From the first time I walked onto campus, I knew we would become a Division I program because our athletic department always did everything at the highest level. Judy Sweet set the standard for success, and Earl Edwards really took over that philosophy when he became the athletic director. And what a long way we’ve come—in Division I, it’s a whole new ball game with new teams and challenges. UC San Diego is such a great university, with many accolades already. I know with time, UC San Diego will not only be known for impressive academics but also as one of the best athletic programs in the country. I’m confident we’re ready for the transition, and I’m excited to see it unfold.
What do you hope your players take away from their time in your program and at UC San Diego?
I hope my players take away the meaning of family and respect. I always preach how important it is to respect one another, both on and off the field, even when you may disagree. I hope that they learn how to be grateful in life and to understand that they have been given a gift of talent. Very few people have the ability to play collegiately. I want them to be grateful for that opportunity on top of everything else that they have been given, that includes lifelong friendships with their teammates and a long-term support system from their coaches, even after they graduate.
What are some of the biggest lessons you’ve learned during your time coaching at UC San Diego?

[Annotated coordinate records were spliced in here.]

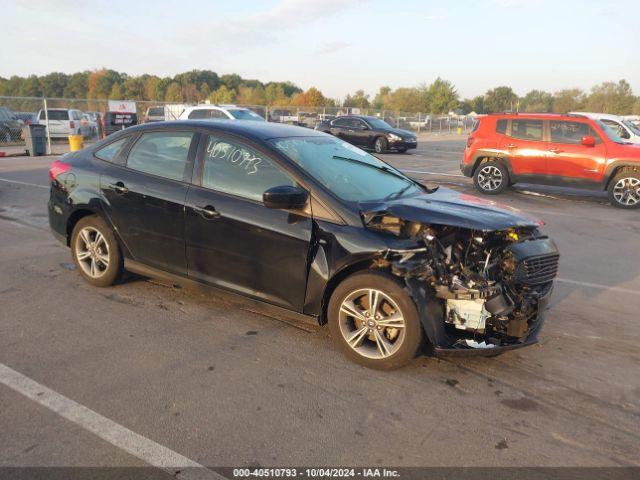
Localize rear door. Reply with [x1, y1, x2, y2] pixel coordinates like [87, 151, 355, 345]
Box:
[38, 109, 69, 137]
[97, 130, 199, 275]
[547, 120, 606, 182]
[331, 117, 351, 141]
[185, 134, 312, 312]
[500, 119, 547, 176]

The idea of person over player. Most athletes will become better through encouragement rather than constant criticism. If you can get athletes to believe in themselves, then they can do just about anything. It takes patience, understanding and time—you really need to get to know your players as people. I’ve also learned it’s important to reach out and ask for help—to other coaches within the department or other people in the sport. In the end, we’re all in this together. It’s not easy to be a coach for so long; there can be a lot of burnout. But I can say that I’ve never felt burnt out because I’ve been around such great energy from the players and coaches at UC San Diego. I really love what I do, and over the last 30 years, I’ve realized I don’t go to “work” every day, but I go to play. It’s hard play, but I still love it.